Thanks to both of you ima keep workin on it,
feel free to crit my other pieces
#19
When I read this it reminded me of some 20's and 30's style blues. It has that feel in there. The concept is good. Only problem is the chorus. You use "You" at the end of two lines but, I understand the rhyme of You and Too and you can't really change it. Over all good work! Keep it up!
#22
Quote by Mattm2232
When I read this it reminded me of some 20's and 30's style blues. It has that feel in there. The concept is good. Only problem is the chorus. You use "You" at the end of two lines but, I understand the rhyme of You and Too and you can't really change it. Over all good work! Keep it up!


i dont really like the chorus either man :/ i dont know what to do with it though. cause not a lot fits in between those verses.

btw i wasnt aiming for 20's 30's blues? but if it sounds good in your head, think of it like that XD
#23
I like this, considering you said it was meant to be pop-rock.

I don't have much to say about it other than that.
That Cheap Fucking Smile Carries You To Bed

Those Lips Are Social Suicide But I Just Wanna See You Dead.
#24
really like the chorus. The half heart is really deep man. I guess I can relate to this song in a way. Really good man, looking forward to you recording it.
#25
Quote by Paydro91
really like the chorus. The half heart is really deep man. I guess I can relate to this song in a way. Really good man, looking forward to you recording it.

Thanks man it's comin' along nice still re-working the chords to make them sound great, and I would say it's comin' along really smoothly.
#26
First off, thanks for the crit on my peice =)

Now, onto your song. I enjoyed it, it seems a pretty decent song and the chorus is definitely the highlight. Alot of your lines are a bit to cliche for the subject matter however, and I would suggest looking into trying to keep the same rthymn down and add some sparkling imagery into it, its just kind of bland otherwise.

Overall, its a decent peice. Keep working at it!
Too lazy to come up with a clever or relevant sig.
#29
Quote by timfoley
i liked it, although the rhyming could be more consistent
what kind of style will the song be?,
oh a btw in the chorus its too not to.
C4C?
https://www.ultimate-guitar.com/forum/showthread.php?t=1355917

Well, right now, I'm debating weather it should be a pop rock song or if it should just be another acoustic piece to add to my vast collection of them :P btw could you finish your thought there about the chorus? I would really like to know what you thought of it.
#31
I don't mean to sound like a jackass, but to be quite honest these lyrics are immensely bland and predictable.
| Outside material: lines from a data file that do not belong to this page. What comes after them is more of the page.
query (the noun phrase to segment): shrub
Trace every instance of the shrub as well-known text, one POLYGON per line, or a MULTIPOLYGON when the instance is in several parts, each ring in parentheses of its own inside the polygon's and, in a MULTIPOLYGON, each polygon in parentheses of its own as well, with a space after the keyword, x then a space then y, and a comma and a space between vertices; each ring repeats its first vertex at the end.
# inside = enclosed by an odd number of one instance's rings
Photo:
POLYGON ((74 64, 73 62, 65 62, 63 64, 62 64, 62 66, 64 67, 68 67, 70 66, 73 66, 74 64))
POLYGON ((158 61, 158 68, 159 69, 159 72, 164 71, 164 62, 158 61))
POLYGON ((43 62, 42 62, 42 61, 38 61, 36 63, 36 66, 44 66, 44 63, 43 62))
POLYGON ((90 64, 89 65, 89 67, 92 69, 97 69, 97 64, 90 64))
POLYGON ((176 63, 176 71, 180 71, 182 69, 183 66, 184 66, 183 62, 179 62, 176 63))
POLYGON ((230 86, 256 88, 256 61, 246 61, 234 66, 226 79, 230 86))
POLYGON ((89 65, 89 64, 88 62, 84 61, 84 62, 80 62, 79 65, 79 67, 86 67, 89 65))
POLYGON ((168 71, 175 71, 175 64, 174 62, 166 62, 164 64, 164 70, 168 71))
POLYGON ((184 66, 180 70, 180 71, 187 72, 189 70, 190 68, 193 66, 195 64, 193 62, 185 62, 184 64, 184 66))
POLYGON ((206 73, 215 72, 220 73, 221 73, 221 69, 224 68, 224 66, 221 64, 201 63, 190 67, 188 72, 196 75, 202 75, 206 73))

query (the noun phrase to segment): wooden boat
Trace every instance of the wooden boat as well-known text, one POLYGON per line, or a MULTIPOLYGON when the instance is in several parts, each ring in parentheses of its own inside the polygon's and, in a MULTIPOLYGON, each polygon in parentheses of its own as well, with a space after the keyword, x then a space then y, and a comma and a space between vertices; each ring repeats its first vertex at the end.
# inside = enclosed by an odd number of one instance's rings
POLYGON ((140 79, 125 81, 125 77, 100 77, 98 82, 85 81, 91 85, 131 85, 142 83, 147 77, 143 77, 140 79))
I honestly don't see any attempt here to be original in the least- the work is pieced together with overdone phrases and pale hyperbole; immediate fodder for bland radio pop rock- there isn't too much here for literary merit- its all surface. again, you can essentially get the entire piece from the title- everything here has been said already and this adds nothing new. please keep writing, but please put some effort in.
#32
Quote by Sticky Tissues
I don't mean to sound like a jackass, but to be quite honest these lyrics are immensely bland and predictable. I honestly don't see any attempt here to be original in the least- the work is pieced together with overdone phrases and pale hyperbole; immediate fodder for bland radio pop rock- there isn't too much here for literary merit- its all surface. again, you can essentially get the entire piece from the title- everything here has been said already and this adds nothing new. please keep writing, but please put some effort in.

yeah, i never really felt that this was one of my strongest piece's. Although some people really seem to like it. So I guess it's kind of a love it or hate it relation with this song.
Sorry you didn't like it, this was one of my first. You got a piece you would like me to crit?
#34
Please refrain from posting in your own thread over and over Caboose (though a few posts isn't a problem... almost half the posts in this thread are from you). If you want to thank someone, you may use the PM system. This stops your piece from knocking other pieces off of the front page.